“Step 4 in the above list uses approximately 200ms to execute before moving on 
to trying 127.0.0.1.”

I think this is a normal Happy Eyeballs behavior when IPv4 is tried after 200ms 
timeout (default libcurl HEB timeout) on IPv6.

But in the second case (Windows 10 inside Oracle Virtual Box), by some reason 
it takes ~3000ms for the Happy Eyeballs to detect the IPv6 connection timeout 
instead of 200ms.
It is strange, and I don’t think that firewall somehow affects HEB timeout 
logic.

I can only guess that it is either the Windows 10 was running too slow inside 
the VM, so the libcurl app didn’t have a chance to detect the HEB timeout 
normally,
or the HEB timeout was changed somehow from the default 200ms value to 3s.

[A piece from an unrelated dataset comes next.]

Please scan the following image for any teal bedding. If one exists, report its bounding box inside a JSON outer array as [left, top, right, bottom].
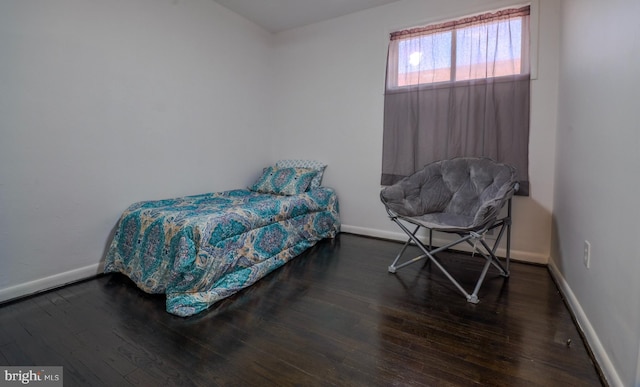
[[104, 187, 340, 316]]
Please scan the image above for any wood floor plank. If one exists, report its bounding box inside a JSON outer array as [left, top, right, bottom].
[[0, 234, 602, 386]]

I recommend to play with CURLOPT_HAPPY_EYEBALLS_TIMEOUT_MS option and see if it 
changes the HEB timeout behavior.

Thanks,
Dmitry Karpov




From: curl-library <curl-library-boun...@lists.haxx.se> On Behalf Of Henrik 
Holst via curl-library
Sent: Friday, August 22, 2025 10:41 AM
To: Lars Sunde <laasu...@hotmail.com>
Cc: Henrik Holst <henrik.ho...@millistream.com>; libcurl development 
<curl-library@lists.haxx.se>
Subject: [EXTERNAL] Re: ipv6 connect timeout

Hi,

 what I mean is that normally when you try and make a connection attempt to a 
port where no application is listening, the (in this case on your IPv6 address) 
tcp/ip stack will reply with a TCP_RESET to notify the side trying to make a 
connection that there is no one listening.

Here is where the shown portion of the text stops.